Cannabis
Germany Tightens Cannabis Reimbursement Rules: Approved Medicines Must Come First
Germany’s Parliament passed the Statutory Health Insurance Contribution Rate Stabilization Act on July 10th, 2026, changing cannabis reimbursement rules. Around 65,000 patients must first try approved cannabis medicines for six months before flowers or extracts qualify for insurance coverage. Critics argue limited approved options, higher costs, and reduced medical freedom may restrict patient access.
On July 10th, 2026, the German Parliament passed the Statutory Health Insurance Contribution Rate Stabilization Act. This finalizes what had existed only as a draft for months. For approximately 65,000 cannabis patients covered by statutory health insurance in Germany, the reimbursement process will fundamentally change. Dried flowers and extracts will become the second-line option; an approved finished medicinal product will take precedence.

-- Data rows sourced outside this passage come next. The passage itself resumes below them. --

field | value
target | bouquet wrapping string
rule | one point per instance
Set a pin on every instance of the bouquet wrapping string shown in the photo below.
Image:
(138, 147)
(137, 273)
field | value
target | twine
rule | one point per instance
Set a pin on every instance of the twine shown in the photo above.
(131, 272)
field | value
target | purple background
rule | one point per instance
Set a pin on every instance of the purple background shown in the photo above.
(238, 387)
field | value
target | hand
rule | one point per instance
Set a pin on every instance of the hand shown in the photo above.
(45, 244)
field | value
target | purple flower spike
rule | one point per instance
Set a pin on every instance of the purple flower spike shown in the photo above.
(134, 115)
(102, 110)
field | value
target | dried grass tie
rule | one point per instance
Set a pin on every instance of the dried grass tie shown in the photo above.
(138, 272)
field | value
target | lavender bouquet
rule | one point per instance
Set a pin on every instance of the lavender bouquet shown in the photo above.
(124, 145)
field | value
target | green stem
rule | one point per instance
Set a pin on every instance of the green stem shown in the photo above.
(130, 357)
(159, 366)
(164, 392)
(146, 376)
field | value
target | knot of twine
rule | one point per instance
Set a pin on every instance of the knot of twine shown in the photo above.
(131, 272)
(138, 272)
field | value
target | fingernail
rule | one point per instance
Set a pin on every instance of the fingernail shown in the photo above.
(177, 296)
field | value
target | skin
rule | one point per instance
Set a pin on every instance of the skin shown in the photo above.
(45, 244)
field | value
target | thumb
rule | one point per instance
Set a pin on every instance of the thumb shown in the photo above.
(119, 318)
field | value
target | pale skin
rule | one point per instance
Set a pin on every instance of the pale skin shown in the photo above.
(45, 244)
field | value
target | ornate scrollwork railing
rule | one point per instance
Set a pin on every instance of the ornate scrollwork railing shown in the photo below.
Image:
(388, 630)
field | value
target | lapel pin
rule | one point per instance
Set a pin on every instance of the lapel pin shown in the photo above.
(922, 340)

When the Parliament in Germany first debated the end of reimbursement in June, the specific details were still open. Shortly before the vote, it became clear that even the reimbursement of extracts was in jeopardy. Now the final version is available, and it confirms the stricter approach. The cannabis chapter is only a small part of a larger austerity bill, but for those affected, it is the most significant aspect.
What the Parliament decided regarding cannabis reimbursement
The core of the new regulation in Germany is a preliminary therapeutic trial. Before health insurance will cover the cost of a cannabis flower or extract, treatment must first be carried out with an approved cannabis-based medicinal product. A period of at least six months is stipulated. Only if this trial is documented as unsuccessful will cannabis flowers and extracts be considered as a reimbursable alternative.

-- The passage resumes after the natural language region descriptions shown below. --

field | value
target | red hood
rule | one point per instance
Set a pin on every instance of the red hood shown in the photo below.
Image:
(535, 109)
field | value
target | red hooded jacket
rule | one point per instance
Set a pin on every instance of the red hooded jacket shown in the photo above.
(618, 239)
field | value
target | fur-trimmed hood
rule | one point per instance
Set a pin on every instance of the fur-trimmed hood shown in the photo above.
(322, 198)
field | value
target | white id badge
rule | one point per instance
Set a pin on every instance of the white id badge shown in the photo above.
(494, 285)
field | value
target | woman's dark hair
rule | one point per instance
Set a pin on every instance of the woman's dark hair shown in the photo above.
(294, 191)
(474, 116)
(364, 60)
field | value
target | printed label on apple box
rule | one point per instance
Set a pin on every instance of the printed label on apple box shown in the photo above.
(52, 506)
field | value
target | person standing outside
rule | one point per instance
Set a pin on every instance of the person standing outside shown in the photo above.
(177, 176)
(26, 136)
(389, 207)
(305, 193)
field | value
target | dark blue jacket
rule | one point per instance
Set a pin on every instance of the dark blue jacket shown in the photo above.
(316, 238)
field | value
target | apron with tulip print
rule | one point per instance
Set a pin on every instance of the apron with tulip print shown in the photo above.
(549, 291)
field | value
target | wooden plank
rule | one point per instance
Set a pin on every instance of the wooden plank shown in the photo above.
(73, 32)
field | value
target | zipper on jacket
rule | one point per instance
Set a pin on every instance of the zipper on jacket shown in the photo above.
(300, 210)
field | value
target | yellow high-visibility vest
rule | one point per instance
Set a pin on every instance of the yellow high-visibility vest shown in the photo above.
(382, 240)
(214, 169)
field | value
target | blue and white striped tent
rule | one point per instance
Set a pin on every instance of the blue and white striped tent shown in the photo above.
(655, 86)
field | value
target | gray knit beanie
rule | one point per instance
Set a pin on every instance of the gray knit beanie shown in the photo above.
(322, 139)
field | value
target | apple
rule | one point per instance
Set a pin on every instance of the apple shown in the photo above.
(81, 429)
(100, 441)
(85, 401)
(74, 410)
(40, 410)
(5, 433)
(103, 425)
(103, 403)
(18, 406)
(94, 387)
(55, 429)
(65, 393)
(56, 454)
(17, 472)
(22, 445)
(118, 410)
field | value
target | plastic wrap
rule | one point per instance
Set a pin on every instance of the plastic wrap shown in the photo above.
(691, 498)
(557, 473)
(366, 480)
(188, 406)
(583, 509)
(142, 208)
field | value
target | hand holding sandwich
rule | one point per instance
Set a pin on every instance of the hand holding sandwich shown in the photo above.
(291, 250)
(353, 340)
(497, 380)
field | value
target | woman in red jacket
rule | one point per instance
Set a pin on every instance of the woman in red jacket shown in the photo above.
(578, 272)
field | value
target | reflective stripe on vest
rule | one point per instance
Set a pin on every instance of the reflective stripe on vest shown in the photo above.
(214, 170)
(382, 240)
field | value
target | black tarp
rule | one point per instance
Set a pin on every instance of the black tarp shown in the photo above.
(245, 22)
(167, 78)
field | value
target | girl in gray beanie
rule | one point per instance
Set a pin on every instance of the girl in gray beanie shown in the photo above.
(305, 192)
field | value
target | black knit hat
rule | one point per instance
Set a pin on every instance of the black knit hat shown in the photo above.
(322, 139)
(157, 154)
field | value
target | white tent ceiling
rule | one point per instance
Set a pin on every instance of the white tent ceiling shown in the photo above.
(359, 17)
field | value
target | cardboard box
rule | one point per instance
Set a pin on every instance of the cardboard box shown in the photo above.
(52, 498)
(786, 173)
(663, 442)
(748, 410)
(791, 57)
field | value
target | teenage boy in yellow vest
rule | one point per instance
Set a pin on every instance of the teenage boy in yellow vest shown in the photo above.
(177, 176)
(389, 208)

Unlike the original draft bill, the dried flower does not disappear completely from the list of covered services. However, it is relegated to a secondary position. The priority rule explicitly applies to both forms of administration, to the flower as well as to the extract. In practice, the legislator is thus reversing the previous prescribing practice, in which many doctors directly prescribed a compounded prescription.
Four ready-made medications, but hardly any suitable selection
The real problem lies in the details. In Germany, only four cannabis-based finished medicinal products are currently approved. Sativex is effective against spasticity in multiple sclerosis, Epidyolex against certain forms of epilepsy, and Canemes against nausea during chemotherapy. Recently, Exilby, a preparation approved for chronic back pain, has been added to the list .

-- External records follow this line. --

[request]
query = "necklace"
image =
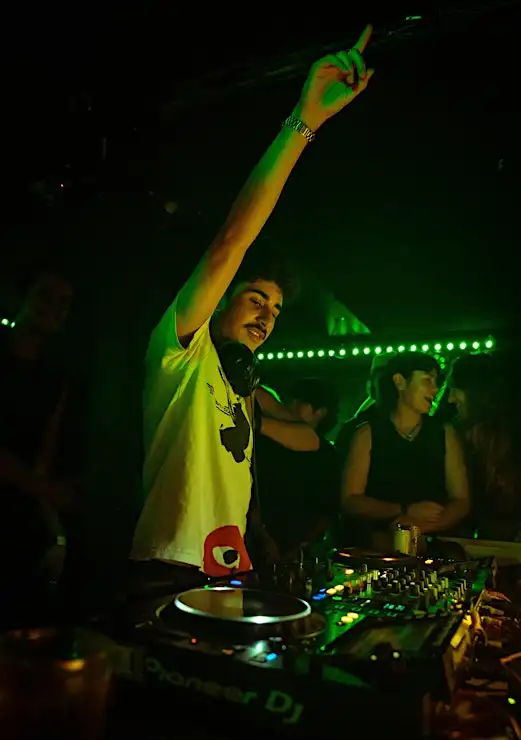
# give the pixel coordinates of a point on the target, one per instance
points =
(409, 436)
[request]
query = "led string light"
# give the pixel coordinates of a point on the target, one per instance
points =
(436, 347)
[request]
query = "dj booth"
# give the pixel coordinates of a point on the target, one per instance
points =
(357, 643)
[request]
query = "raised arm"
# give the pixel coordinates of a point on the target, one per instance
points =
(456, 484)
(332, 83)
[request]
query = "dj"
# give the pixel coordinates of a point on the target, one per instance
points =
(404, 466)
(197, 423)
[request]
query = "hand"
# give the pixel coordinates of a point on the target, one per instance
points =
(333, 83)
(427, 512)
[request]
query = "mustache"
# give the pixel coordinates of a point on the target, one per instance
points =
(258, 327)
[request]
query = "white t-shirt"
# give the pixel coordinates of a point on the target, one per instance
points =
(198, 450)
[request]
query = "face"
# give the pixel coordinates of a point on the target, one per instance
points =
(250, 316)
(459, 399)
(47, 304)
(419, 391)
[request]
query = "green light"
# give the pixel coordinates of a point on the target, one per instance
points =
(368, 350)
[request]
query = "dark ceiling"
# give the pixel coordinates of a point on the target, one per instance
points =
(404, 207)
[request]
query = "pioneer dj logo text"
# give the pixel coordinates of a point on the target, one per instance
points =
(277, 702)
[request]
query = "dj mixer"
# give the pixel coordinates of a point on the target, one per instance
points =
(305, 643)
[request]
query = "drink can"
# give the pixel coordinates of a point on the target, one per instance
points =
(54, 683)
(406, 539)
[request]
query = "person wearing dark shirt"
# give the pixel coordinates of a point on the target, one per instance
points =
(32, 399)
(299, 491)
(365, 410)
(479, 390)
(404, 466)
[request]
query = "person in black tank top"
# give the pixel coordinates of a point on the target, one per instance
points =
(404, 466)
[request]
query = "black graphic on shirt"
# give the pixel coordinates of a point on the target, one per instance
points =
(235, 439)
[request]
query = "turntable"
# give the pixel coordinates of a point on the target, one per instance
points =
(246, 614)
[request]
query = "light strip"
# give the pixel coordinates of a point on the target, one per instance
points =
(343, 353)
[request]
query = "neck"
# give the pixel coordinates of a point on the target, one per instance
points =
(27, 342)
(405, 418)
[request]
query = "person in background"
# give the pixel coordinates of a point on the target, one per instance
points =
(299, 491)
(365, 410)
(404, 466)
(481, 395)
(33, 390)
(197, 416)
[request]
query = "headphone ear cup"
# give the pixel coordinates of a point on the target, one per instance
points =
(240, 367)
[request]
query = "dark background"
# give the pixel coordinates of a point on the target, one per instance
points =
(403, 212)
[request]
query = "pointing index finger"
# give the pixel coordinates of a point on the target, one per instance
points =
(364, 38)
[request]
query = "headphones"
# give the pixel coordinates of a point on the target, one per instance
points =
(240, 367)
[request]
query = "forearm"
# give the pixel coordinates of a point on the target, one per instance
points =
(452, 513)
(296, 436)
(371, 508)
(263, 188)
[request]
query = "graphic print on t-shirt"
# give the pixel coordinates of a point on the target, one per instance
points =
(234, 439)
(225, 552)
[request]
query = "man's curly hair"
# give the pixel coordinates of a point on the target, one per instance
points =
(266, 262)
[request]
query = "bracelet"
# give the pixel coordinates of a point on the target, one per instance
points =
(299, 126)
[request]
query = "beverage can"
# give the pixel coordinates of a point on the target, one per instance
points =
(406, 539)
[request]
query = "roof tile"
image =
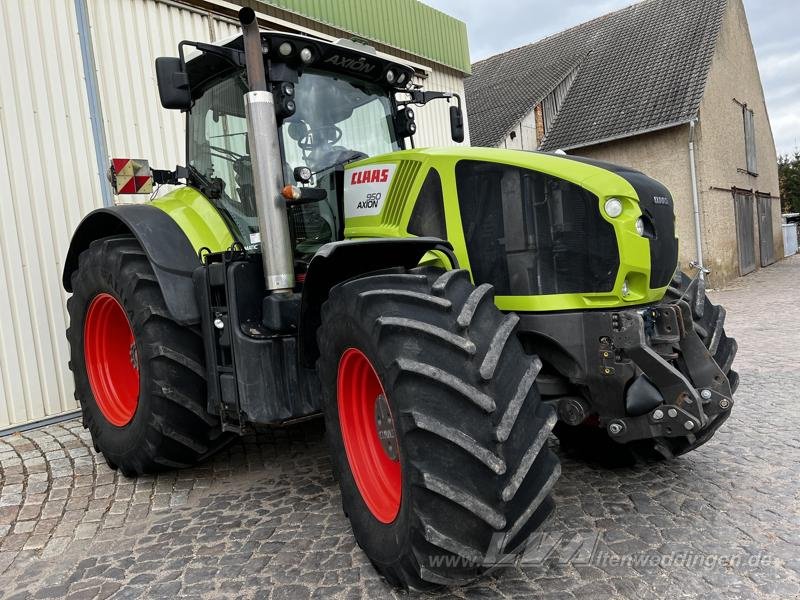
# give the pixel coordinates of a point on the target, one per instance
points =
(640, 68)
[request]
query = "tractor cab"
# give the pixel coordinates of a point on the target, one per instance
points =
(334, 103)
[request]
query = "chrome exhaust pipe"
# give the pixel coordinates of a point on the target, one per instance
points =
(262, 134)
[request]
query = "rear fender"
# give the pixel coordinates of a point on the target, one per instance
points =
(339, 261)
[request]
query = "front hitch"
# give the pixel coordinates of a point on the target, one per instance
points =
(696, 395)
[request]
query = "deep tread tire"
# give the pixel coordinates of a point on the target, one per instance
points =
(472, 431)
(595, 445)
(171, 427)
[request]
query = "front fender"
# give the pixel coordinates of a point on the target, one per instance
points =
(169, 250)
(339, 261)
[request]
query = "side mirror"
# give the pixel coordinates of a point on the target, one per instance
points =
(173, 83)
(456, 124)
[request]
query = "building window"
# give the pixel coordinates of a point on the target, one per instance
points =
(750, 140)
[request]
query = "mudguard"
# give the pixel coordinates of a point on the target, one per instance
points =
(339, 261)
(167, 247)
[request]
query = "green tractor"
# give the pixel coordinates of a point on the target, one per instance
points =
(444, 309)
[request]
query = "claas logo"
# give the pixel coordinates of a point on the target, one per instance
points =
(370, 176)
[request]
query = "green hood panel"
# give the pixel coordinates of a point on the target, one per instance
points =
(197, 217)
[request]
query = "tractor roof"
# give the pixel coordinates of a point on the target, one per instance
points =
(343, 56)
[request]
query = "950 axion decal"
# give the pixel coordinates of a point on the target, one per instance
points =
(365, 189)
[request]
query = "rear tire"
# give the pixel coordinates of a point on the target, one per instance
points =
(472, 471)
(595, 445)
(155, 419)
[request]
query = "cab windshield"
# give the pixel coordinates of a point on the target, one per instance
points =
(337, 120)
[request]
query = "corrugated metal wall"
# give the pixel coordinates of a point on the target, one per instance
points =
(136, 125)
(47, 183)
(48, 177)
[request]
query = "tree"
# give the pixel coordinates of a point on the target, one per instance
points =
(789, 178)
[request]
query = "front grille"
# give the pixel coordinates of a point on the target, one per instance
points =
(529, 233)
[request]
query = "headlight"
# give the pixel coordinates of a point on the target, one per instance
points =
(613, 207)
(306, 55)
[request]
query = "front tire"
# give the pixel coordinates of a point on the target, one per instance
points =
(437, 431)
(139, 375)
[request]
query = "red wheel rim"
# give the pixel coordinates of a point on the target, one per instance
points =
(376, 473)
(109, 349)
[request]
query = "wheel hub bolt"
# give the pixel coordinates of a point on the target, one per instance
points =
(616, 428)
(385, 426)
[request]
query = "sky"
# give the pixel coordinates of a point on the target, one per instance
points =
(774, 27)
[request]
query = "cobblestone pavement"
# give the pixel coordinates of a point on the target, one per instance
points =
(263, 519)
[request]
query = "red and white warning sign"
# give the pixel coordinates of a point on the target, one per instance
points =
(365, 189)
(131, 176)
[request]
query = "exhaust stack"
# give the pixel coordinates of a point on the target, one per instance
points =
(262, 135)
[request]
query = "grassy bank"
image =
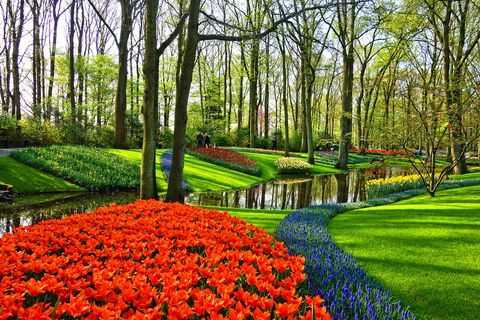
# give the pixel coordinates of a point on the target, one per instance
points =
(425, 250)
(29, 180)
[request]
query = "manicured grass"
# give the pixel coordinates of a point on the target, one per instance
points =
(29, 180)
(424, 250)
(204, 176)
(468, 176)
(135, 155)
(265, 219)
(27, 199)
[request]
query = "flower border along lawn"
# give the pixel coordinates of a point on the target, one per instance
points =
(26, 179)
(425, 250)
(135, 155)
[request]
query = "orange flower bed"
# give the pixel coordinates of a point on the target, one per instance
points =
(150, 260)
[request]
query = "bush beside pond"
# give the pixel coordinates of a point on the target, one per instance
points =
(92, 168)
(292, 165)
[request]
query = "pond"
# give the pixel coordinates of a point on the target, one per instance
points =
(285, 192)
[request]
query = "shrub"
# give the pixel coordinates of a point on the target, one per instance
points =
(381, 187)
(88, 167)
(151, 260)
(167, 168)
(227, 158)
(103, 136)
(165, 138)
(292, 165)
(220, 140)
(41, 133)
(8, 126)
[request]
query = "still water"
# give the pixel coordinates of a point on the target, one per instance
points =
(285, 192)
(294, 192)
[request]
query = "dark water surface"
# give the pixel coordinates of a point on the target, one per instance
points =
(285, 192)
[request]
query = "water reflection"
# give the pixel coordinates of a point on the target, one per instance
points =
(30, 215)
(286, 192)
(294, 192)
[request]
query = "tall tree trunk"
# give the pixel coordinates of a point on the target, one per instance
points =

This list offers little help to the largest patient group in Germany. A significant proportion of those receiving treatment suffer from chronic pain not covered by any of the three established approved medications. Exilby could theoretically fill this gap, but it is still bogged down in price negotiations and therefore practically non-reimbursable.
A overview of how the price is determined via AMNOG and health insurance companies illustrates just how heavily the negotiated price impacts actual access. Until then, pain patients in Germany are expected to test a medication that isn’t even intended for their specific condition.
Criticism from pharmacies and industry associations in Germany
The resistance is clear. Berlin pharmacist Melanie Dolfen warns that the regulation will severely restrict access to medicinal cannabis. The German Association of Pharmaceutical Cannabinoid Companies argues that the forced detour via finished medicinal products saves no money and even contradicts the stated cost-saving goal of the law. Critics also see the physician’s therapeutic autonomy curtailed because the priority replaces a medical decision with a formal order.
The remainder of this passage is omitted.